The amount of RAM limits how large and how many programs and data files you can have open at once. You normally couldn’t simultaneously open a two programs that each require 70 MB of RAM on a computer that has only 128 MB of RAM.

However, modern operating systems use virtual memory to get around this roadblock. If everything won’t fit into RAM at once, the OS can automatically swap out currently unused data to the hard disk, and swap in whatever data are needed. But this comes at a price! Hard disks (mechanical devices) are much slower than RAM (electronic storage), so your computer will run much slower if using virtual memory. If you run into this, it’s best to just buy more RAM.


The “CMOS memory” of a computer is a small amount of “semi-permanent” storage where changeable data can be stored that needs to remain available while the computer is turned off. A small battery on the motherboard keeps the CMOS ‘alive’ when power is off.

The CMOS memory (called PRAM, or “Parameter RAM” on the Macintosh) can store such information such as what hard drive or copy of the OS you want to boot from, what are your default monitor settings, etc. The BIOS picks up this information and uses it during boot up. The CMOS memory can also hold the time and date so that your computer remembers this even when power its has been off. If your computer can’t remember the proper time, or can’t remember system settings when it’s off, the small battery may need to be replaced.

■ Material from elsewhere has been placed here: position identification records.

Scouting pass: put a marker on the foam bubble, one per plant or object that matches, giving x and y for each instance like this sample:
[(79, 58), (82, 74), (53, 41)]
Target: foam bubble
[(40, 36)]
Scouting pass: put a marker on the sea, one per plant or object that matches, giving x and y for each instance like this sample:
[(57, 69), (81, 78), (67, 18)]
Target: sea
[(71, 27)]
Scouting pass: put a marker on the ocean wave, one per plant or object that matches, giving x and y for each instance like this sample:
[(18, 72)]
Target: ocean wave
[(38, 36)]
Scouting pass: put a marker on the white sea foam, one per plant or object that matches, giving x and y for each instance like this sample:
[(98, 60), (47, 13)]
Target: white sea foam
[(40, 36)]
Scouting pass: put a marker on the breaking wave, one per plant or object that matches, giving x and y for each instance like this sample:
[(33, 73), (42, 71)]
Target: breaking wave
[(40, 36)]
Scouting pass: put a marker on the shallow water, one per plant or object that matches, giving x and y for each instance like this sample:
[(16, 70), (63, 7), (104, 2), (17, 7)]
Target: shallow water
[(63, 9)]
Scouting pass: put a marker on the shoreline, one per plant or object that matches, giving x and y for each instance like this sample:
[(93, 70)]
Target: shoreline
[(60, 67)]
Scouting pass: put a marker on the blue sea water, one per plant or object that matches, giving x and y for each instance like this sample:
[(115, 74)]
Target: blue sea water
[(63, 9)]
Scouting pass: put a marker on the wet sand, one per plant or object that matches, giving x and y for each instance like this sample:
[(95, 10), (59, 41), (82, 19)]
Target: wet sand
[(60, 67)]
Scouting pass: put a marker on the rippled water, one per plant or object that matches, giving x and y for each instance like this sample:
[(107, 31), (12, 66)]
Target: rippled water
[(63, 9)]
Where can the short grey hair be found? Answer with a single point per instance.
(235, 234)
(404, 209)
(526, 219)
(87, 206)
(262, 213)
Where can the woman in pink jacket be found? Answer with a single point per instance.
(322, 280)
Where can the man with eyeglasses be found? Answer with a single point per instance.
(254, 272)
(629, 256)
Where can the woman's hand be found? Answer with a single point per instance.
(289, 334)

Note that I used the term “CMOS memory” in quotes. CMOS (pronounced ‘See-Moss’) is a type of transistor memory that requires very little power to store data, so this type of chip was used in the early days for storing semi-permanent data. However, almost ALL of the chips in your computer nowadays (such as the RAM) uses CMOS technology, and (irony) the “CMOS semi-permanent memory” in many modern PCs is NOT stored on CMOS chips, but may use flash memory (a kind of EEPROM). But the terms “CMOS memory” and “the CMOS” are still used to refer to the semi-permanent memory.